According to the Institution of Civil Engineers, the construction industry is set to play a key role in restarting the economy and helping the nation recover from the impact of the crisis. If it is to facilitate these efforts, the Government need to help it weather the storm.
Jobs are coming under threat as the UK braces for a global recession due to Covid-19. In a year or so, with workloads significantly down, there will be a need to preserve skills to prevent future skills gaps and shortages in the industry. Socially valuable projects that are labour-intensive—particularly repair, maintenance and improvement work—will provide a stable pipeline of work while keeping people employed and creating a built environment fit for the future.
The noble Lord, Lord Bourne of Aberystwyth, made the point about apprentices. Would the Government consider suspending the apprenticeship levy indefinitely to provide immediate financial relief to construction employers, and implementing an apprenticeship guarantee?

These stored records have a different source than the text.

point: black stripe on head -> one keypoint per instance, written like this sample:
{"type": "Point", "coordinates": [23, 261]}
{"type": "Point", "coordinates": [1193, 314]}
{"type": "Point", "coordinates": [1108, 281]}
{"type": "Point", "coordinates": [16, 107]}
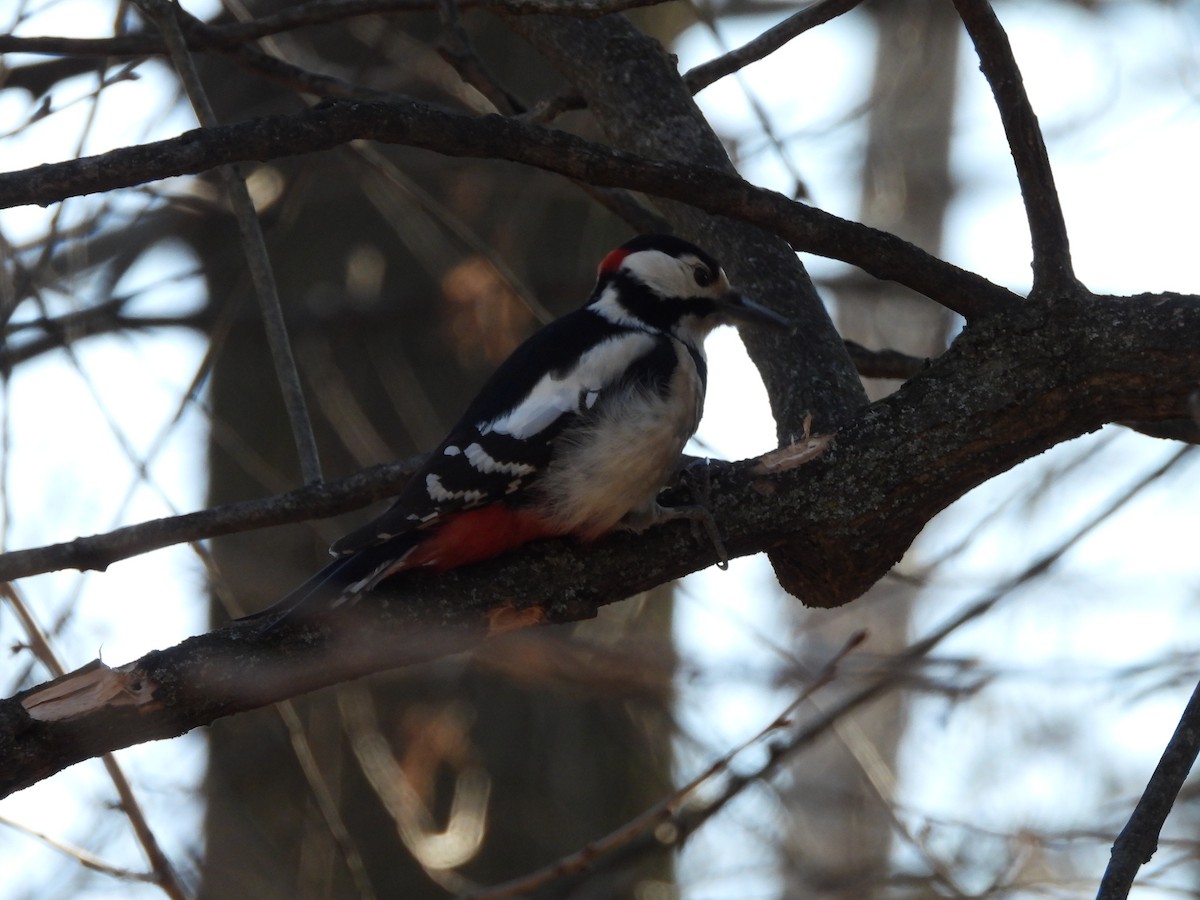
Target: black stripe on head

Previously, there has been a tendency for the Government to focus on large-scale engineering projects that garner public attention but do not support large amounts of labour or a stable pipeline of work for the industry. In planning for future construction, would the Government recommend putting forward long-term, socially valuable projects that are labour intensive or keep more people in work? For instance, the energy performance of the UK’s existing housing stock must be improved if we are to achieve our long-term emissions targets.
The enhancement of UK housing stock to improve its energy efficiency would be a socially valuable project that would maintain and sustain employment. This type of work is intensive and equally spread geographically, making it an ideal project for employing the construction sector, supporting regional growth and getting the economy moving. I recognise that this is a complex task, but it would really reduce strain on the labour market and supply.